The approaching train gave out a premonitory siren that tumbled melodramatically toward them down the glistening blue tracks. Gloria tugged and strained to free herself, and words older than the Book of Genesis came to her lips.
"Oh, you brute!" she sobbed. "Oh, you brute! Oh, I hate you! Oh, you brute! Oh—"
On the station platform other prospective passengers were beginning to turn and stare; the drone of the train was audible, it increased to a clamor. Gloria's efforts redoubled, then ceased altogether, and she stood there trembling and hot-eyed at this helpless humiliation, as the engine roared and thundered into the station.
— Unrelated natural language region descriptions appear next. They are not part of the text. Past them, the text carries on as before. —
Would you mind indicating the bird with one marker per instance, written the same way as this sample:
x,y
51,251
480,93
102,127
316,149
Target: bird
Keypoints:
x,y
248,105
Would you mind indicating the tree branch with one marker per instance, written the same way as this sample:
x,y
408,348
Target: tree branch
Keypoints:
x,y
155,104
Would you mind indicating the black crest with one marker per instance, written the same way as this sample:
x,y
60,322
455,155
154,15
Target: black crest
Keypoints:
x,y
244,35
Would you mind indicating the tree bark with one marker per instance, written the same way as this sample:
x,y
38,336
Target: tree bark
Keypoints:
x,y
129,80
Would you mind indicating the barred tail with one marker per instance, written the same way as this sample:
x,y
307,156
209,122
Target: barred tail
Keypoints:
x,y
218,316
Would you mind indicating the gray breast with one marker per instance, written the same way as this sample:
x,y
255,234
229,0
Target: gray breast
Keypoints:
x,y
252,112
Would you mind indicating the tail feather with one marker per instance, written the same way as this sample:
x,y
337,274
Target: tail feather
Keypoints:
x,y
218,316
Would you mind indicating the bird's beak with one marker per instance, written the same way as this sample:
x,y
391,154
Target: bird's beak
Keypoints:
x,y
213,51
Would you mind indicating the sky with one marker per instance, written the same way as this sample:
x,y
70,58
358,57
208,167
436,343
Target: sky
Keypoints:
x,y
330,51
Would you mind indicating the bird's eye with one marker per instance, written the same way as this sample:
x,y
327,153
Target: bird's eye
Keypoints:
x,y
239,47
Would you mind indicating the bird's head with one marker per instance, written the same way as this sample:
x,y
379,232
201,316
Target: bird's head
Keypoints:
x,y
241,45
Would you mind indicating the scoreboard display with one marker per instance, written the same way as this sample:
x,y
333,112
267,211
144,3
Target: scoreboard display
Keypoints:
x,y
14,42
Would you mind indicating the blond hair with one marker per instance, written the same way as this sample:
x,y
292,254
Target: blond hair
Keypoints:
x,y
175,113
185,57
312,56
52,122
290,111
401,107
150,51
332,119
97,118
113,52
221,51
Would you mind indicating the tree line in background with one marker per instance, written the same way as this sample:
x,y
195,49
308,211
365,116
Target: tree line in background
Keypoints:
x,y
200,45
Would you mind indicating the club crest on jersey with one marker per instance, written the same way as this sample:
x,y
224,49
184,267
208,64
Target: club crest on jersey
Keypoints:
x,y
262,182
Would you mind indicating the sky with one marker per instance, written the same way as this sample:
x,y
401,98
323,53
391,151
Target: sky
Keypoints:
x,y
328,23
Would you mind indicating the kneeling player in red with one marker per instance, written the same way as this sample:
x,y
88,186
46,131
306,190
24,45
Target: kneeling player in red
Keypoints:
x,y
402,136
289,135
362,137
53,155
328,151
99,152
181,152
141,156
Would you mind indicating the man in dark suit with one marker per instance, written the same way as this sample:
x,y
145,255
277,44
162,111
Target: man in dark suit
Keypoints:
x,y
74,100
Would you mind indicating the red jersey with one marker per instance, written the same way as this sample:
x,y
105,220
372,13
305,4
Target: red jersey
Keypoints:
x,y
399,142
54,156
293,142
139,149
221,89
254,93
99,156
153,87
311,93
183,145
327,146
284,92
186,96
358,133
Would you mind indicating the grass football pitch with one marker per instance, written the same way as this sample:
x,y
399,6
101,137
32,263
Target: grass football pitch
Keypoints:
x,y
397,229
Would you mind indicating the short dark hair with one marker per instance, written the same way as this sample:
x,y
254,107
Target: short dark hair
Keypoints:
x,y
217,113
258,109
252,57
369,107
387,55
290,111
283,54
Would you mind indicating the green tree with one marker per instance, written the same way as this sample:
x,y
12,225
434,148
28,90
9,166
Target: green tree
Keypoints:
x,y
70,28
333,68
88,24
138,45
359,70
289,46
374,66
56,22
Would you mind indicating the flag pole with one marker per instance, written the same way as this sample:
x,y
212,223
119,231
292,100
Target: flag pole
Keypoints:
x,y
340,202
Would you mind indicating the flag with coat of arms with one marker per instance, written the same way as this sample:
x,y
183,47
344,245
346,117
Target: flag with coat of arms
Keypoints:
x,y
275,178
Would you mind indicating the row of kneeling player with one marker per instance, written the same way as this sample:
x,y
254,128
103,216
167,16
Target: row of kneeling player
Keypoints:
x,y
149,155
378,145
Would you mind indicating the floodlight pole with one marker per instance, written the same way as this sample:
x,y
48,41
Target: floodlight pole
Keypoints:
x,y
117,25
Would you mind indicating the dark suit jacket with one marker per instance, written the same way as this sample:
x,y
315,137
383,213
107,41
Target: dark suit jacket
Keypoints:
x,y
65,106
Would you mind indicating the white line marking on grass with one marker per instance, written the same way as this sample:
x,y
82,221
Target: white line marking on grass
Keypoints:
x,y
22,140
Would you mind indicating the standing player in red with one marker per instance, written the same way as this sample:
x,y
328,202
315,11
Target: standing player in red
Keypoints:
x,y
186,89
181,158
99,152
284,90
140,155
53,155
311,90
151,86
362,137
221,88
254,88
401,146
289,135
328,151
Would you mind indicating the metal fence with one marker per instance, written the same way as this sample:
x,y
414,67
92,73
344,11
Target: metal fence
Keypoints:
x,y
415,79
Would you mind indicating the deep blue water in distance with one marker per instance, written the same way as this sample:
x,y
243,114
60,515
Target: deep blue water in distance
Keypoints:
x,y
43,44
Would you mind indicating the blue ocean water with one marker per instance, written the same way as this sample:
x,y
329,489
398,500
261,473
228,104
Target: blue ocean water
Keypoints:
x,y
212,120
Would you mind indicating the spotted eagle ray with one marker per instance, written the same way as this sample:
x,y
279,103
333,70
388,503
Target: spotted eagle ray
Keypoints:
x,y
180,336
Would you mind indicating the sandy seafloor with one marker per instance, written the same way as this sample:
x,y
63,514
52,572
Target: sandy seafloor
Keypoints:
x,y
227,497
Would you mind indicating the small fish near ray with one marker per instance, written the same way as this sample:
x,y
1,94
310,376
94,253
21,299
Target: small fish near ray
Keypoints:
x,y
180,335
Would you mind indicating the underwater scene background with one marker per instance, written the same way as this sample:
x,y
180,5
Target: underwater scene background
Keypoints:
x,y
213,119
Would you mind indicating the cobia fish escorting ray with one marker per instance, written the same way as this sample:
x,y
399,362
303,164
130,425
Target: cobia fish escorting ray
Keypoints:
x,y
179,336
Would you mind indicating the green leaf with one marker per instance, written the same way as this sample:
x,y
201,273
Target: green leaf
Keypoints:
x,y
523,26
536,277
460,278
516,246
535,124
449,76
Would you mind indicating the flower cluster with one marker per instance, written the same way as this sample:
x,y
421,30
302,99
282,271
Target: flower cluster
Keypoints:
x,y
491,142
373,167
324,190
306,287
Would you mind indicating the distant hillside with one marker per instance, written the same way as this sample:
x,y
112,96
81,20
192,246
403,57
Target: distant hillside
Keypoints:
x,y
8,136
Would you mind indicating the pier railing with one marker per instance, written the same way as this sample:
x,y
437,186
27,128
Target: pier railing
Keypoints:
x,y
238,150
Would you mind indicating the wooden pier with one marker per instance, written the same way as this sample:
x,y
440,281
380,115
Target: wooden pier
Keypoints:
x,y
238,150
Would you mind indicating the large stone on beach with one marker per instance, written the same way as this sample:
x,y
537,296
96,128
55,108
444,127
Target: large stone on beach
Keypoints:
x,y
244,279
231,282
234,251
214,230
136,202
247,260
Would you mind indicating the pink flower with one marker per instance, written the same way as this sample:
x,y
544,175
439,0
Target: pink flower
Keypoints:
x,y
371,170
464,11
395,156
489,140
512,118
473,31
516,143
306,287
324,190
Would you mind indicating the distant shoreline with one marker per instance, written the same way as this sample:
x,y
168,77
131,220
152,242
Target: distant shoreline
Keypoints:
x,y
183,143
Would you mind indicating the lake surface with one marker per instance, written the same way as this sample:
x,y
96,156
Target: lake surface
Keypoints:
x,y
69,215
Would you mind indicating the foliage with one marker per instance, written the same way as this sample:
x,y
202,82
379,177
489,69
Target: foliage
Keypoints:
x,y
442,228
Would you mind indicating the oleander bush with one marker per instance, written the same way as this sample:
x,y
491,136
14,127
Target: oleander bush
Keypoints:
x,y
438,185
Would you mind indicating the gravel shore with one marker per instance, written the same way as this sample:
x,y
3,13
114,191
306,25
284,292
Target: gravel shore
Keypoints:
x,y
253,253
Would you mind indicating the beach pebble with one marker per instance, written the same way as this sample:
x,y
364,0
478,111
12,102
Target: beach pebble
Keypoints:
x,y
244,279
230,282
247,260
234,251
Low, below the flood of steam and the grinding of the brakes came her voice:
"Oh, if there was one man here you couldn't do this! You couldn't do this! You coward! You coward, oh, you coward!"
Anthony, silent, trembling himself, gripped her rigidly, aware that faces, dozens of them, curiously unmoved, shadows of a dream, were regarding him. Then the bells distilled metallic crashes that were like physical pain, the smoke-stacks volleyed in slow acceleration at the sky, and in a moment of noise and gray gaseous turbulence the line of faces ran by, moved off, became indistinct—until suddenly there was only the sun slanting east across the tracks and a volume of sound decreasing far off like a train made out of tin thunder. He dropped her arms. He had won.
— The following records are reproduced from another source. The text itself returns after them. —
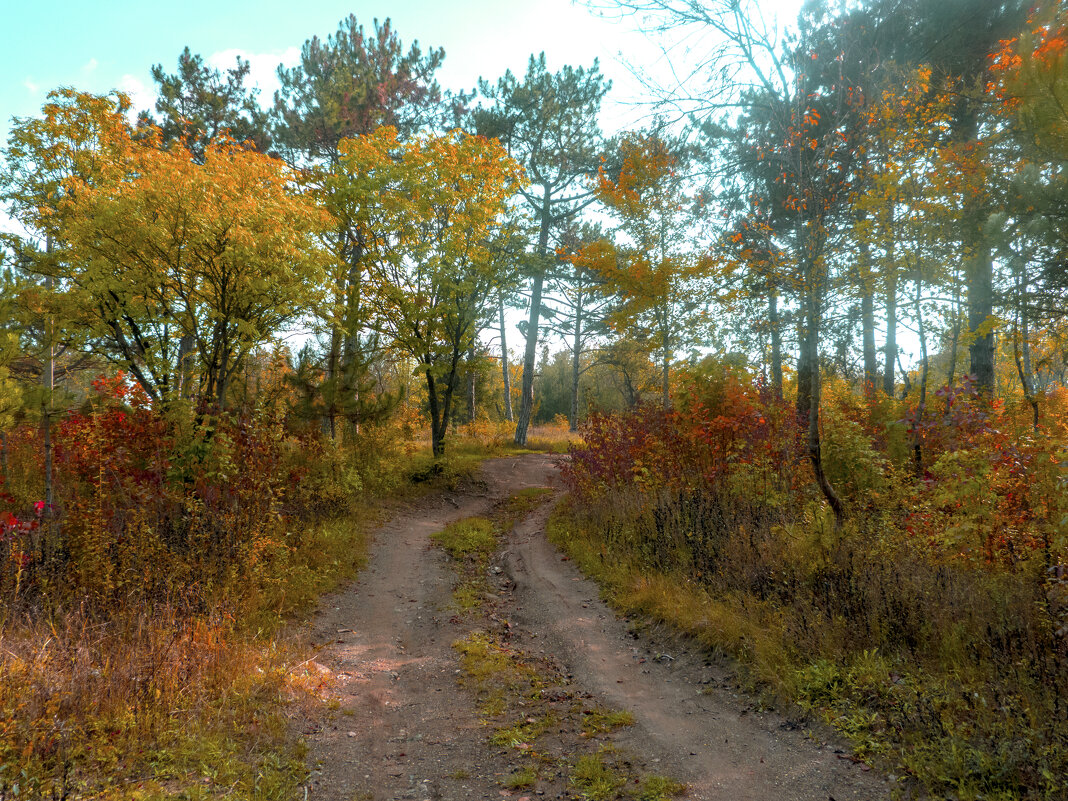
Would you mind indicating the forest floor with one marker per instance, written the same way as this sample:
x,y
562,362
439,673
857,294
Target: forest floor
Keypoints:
x,y
606,707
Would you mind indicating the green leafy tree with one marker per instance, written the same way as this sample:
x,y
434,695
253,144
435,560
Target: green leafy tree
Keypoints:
x,y
660,278
152,251
427,209
548,123
199,104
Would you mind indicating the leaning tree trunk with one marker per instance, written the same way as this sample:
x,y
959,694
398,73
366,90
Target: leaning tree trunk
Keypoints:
x,y
472,386
530,356
572,421
504,362
925,370
811,345
776,343
979,309
803,399
1021,347
891,356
Now, if he wished, he might laugh. The test was done and he had sustained his will with violence. Let leniency walk in the wake of victory.
"We'll hire a car here and drive back to Marietta," he said with fine reserve.
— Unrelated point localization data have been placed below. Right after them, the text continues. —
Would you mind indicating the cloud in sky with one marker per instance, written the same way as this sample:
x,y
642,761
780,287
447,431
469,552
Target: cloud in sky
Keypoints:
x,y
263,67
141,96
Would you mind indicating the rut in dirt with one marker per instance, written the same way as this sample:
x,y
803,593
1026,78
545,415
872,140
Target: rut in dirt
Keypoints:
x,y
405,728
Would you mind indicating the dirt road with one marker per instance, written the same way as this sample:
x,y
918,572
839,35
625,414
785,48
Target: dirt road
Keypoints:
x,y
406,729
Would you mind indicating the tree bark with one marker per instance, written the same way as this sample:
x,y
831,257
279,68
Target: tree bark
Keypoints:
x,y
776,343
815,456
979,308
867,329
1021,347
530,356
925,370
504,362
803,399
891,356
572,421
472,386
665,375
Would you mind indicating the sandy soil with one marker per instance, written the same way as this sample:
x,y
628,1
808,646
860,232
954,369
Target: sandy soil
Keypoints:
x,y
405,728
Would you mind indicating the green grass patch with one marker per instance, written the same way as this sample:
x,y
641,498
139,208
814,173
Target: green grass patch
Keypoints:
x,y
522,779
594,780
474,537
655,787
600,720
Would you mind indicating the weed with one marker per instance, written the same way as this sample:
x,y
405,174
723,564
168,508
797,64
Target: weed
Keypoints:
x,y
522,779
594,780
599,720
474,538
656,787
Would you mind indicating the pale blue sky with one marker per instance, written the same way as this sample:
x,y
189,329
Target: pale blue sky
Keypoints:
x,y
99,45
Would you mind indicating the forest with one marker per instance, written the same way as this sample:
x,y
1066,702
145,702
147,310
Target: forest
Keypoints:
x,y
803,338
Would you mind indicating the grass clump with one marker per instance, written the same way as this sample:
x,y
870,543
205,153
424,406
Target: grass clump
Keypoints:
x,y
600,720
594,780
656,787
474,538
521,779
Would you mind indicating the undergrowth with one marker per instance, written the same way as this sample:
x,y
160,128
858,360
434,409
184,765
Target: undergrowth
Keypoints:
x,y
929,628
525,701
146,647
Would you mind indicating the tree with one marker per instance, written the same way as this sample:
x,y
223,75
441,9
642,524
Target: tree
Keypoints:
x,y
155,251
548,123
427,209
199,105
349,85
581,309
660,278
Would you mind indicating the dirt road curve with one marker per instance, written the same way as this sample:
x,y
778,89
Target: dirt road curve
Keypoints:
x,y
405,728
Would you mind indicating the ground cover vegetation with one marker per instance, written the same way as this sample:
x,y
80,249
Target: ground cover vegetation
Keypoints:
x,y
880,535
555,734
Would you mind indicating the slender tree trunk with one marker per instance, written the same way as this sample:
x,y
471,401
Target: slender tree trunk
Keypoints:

For answer Gloria seized his hand with both of hers and raising it to her mouth bit deeply into his thumb. He scarcely noticed the pain; seeing the blood spurt he absent-mindedly drew out his handkerchief and wrapped the wound. That too was part of the triumph he supposed—it was inevitable that defeat should thus be resented—and as such was beneath notice.
She was sobbing, almost without tears, profoundly and bitterly.